Gilberto do Nascimento, sanitarista, cita a Carta à Sociedade Brasileira da Observatório Nacional dos Direitos à Água e ao Saneamento (ONDAS): “É importante lembrar que em termos de Saúde Pública, não existe uma linha que separe os setores mais vulneráveis dos demais, ou seja, o impacto diferenciado da crise em grupos mais vulneráveis afeta indistintamente toda a sociedade, sendo a prevenção de interesse geral.”

As notícias dessa regiões ainda são esparsas. Falam da demora para as autoridades retirarem pessoas que morreram em casa sem testes para confirmar ou não se foi por COVID-19. Falam de casos que se acumulam em favelas e comunidades do Rio e de São Paulo, onde o número de óbitos é bem maior do que aquele registrado no conjunto de hospitais privados.

O médico Drauzio Varella, na Folha, afirma que sociedades com o grau de desigualdade social da brasileira condenam a parte mais vulnerável a um grau de sofrimento ainda maior. Partindo do exemplo do caso de Manaus, onde “as UTIs estão lotadas, faltam respiradores, equipamentos de proteção individual, médicos, fisioterapeutas e enfermagem com experiência em terapia intensiva”, Varella explica o que significa o colapso de um sistema de saúde: “Colapso é uma situação em que os hospitais e os centros de atendimento ficam completamente lotados, sem condições de receber qualquer pessoa, tenha ela infarto, AVC, apendicite, desidratação ou COVID-19. Sem vagas nas UTIs nem ventiladores mecânicos para todos, os médicos são obrigados a decidir quem vai morrer por falta de ar, a mais sofrida das mortes. Os menos afortunados enfrentarão essa realidade em suas casas ou nas portas dos hospitais.” E, como em Manaus, a tragédia termina em valas comuns cavadas por um sistema funerário também sobrecarregado.

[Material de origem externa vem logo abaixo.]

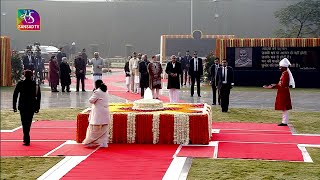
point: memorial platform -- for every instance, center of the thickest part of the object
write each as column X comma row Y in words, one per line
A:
column 176, row 124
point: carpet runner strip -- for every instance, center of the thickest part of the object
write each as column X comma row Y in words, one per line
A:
column 281, row 152
column 196, row 151
column 125, row 161
column 36, row 148
column 267, row 138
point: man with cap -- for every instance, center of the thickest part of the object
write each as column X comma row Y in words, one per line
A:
column 283, row 99
column 29, row 103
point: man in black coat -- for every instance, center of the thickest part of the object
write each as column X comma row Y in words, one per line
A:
column 185, row 63
column 65, row 72
column 173, row 70
column 60, row 55
column 29, row 103
column 29, row 61
column 144, row 75
column 195, row 71
column 224, row 80
column 213, row 73
column 80, row 65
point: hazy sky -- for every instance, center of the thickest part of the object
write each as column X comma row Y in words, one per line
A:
column 114, row 24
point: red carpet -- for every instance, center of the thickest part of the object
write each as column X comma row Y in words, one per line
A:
column 42, row 134
column 54, row 123
column 233, row 131
column 36, row 148
column 266, row 138
column 125, row 161
column 283, row 152
column 196, row 151
column 249, row 126
column 72, row 150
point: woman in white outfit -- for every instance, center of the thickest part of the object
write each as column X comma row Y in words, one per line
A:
column 97, row 132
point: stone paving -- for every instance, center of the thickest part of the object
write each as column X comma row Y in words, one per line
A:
column 302, row 101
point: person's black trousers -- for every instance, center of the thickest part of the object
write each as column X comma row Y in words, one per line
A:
column 26, row 120
column 80, row 77
column 65, row 87
column 193, row 79
column 225, row 93
column 214, row 96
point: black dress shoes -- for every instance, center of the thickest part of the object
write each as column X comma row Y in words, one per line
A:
column 282, row 124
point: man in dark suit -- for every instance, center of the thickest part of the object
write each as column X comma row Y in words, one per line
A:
column 213, row 73
column 224, row 80
column 185, row 65
column 29, row 61
column 144, row 75
column 29, row 103
column 80, row 65
column 60, row 55
column 195, row 71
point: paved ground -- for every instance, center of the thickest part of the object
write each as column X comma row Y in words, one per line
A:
column 302, row 101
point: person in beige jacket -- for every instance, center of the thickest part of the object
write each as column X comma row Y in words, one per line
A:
column 98, row 130
column 134, row 73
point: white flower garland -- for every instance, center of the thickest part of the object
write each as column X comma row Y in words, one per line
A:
column 111, row 128
column 131, row 128
column 155, row 127
column 181, row 129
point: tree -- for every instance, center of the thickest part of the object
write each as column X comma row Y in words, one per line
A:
column 299, row 20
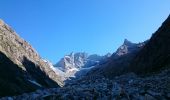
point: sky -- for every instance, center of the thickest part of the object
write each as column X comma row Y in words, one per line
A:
column 57, row 27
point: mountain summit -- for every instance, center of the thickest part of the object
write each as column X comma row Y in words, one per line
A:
column 21, row 67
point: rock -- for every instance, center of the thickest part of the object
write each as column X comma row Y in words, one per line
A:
column 149, row 97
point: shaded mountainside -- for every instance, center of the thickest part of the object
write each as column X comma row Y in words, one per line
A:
column 156, row 53
column 22, row 58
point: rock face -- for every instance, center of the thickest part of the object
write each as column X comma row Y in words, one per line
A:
column 119, row 61
column 26, row 65
column 75, row 64
column 156, row 53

Wallace Pereira, líder comunitário da Rocinha, conversou com Caio Barretto Briso e Tom Phillips do The Guardian: “As pessoas estão ficando doentes e não têm para onde ir”, disse. “A situação está piorando porque muitas pessoas andam por aí dizendo: ‘Este vírus não vai me pegar’ – o que é uma fantasia.”

Sobre os casos no Rio, vale ler duas matéria d’O Globo, uma sobre a epidemia em cinco comunidades e outra com relatos de líderes comunitários.

Em São Paulo, Evaldo Stanislau, médico do HC, disse ao UOL que “a população periférica só consegue ter a hipótese da doença quando ela já está avançada. Isso é um fenômeno global, que mostra a faceta da COVID-19, que é a desigualdade, onde quem é o mais pobre, quem é minoria, acaba sofrendo mais do que quem tem uma saúde de melhor qualidade”.

Neste sábado, em Manaus, morreu de COVID-19 Aldevan Baniwa, 46 anos, agente de endemias da Fundação de Vigilância em Saúde do Amazonas. Ele apresentou sintomas no começo da semana passada e procurou, sem sucesso, fazer o teste. Na 4ª feira, buscou atendimento, mas foi mandado de volta para casa. Foi internado na 6ª feira e morreu no dia seguinte. A notícia é de Rubens Valente, na Folha.

 

ClimaInfo, 27 de abril de 2020.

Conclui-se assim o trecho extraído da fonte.